MCP has two protocol eras: the initialize-handshake era, up to spec version 2025-11-25, and the modern era, 2026-07-28. Protocol versions is the page on the split itself.

This page is about the server side of that split, and the answer fits in one sentence: the streamable_http_app() you already deploy serves both.

The SDK routes every request by its MCP-Protocol-Version header. A request naming 2026-07-28 goes to the modern handler. A request naming a handshake-era version, or carrying no header at all (which is how a pre-2026 client's initialize arrives), goes to the transport those clients expect: initialize handshake, sessions and all. It happens per request, before your code, on the one app.

So a legacy client is not something you build for. It is something that connects to the server you already wrote. You configure nothing.

Note

Nothing, literally. There is no legacy= option, no version allowlist, no way to reject or disable an era: not on streamable_http_app(), not on run(), not on the session manager. Both eras are always on. The nearest thing to a per-era switch in that signature is stateless_http, and it is most of this page.

One handler, both eras

Here is a tool that has to ask the user something, and both eras of client calling it:

server.py
from typing import Annotated

from mcp_types import ElicitRequestParams, ElicitResult
from pydantic import BaseModel

from mcp import Client
from mcp.client import ClientRequestContext
from mcp.server import MCPServer
from mcp.server.mcpserver import AcceptedElicitation, Elicit, ElicitationResult, Resolve

mcp = MCPServer("Bookshop")


class Quantity(BaseModel):
    copies: int


async def ask_quantity() -> Elicit[Quantity]:
    """Resolver: ask the user how many copies to put aside."""
    return Elicit("How many copies?", Quantity)


@mcp.tool()
async def reserve(title: str, quantity: Annotated[ElicitationResult[Quantity], Resolve(ask_quantity)]) -> str:
    """Reserve copies of a book, asking the user how many."""
    if isinstance(quantity, AcceptedElicitation):
        return f"Reserved {quantity.data.copies} of {title!r}."
    return "Nothing reserved."


async def answer(context: ClientRequestContext, params: ElicitRequestParams) -> ElicitResult:
    return ElicitResult(action="accept", content={"copies": 2})


async def main() -> None:
    async with (
        Client(mcp, mode="legacy", elicitation_callback=answer) as legacy,
        Client(mcp, elicitation_callback=answer) as modern,
    ):
        for client in (legacy, modern):
            result = await client.call_tool("reserve", {"title": "Dune"})
            print(client.protocol_version, result.structured_content)

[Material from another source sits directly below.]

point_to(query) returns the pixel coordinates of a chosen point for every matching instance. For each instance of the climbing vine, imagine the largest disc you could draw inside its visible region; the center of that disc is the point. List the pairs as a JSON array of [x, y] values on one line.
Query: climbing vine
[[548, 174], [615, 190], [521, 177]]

reserve needs one thing the model didn't supply: how many copies. Annotated[..., Resolve(ask_quantity)] is how a tool declares that (Dependencies is that whole story). Nothing in reserve names a version, checks a capability, or branches.

The two clients are open at the same time, on the same mcp object. mode="legacy" runs the initialize handshake: the exact connection a pre-2026 client opens. The other one takes the default and lands on 2026-07-28.

2025-11-25 {'result': "Reserved 2 of 'Dune'."}
2026-07-28 {'result': "Reserved 2 of 'Dune'."}

Same server, same handler, same answer. That is the whole feature.

It is worth pausing on how, because the two clients were asked the same question over two completely different wires. The 2026-07-28 connection has no channel for the server to send a request on, so Resolve returned the question inside the tool result and the client retried the call with the answer (Multi-round-trip requests). The 2025-11-25 connection has no such thing; there, Resolve sent a live elicitation/create request mid-call and waited. You wrote neither. Resolve reads the connection's negotiated version and picks; your tool body sees an AcceptedElicitation either way.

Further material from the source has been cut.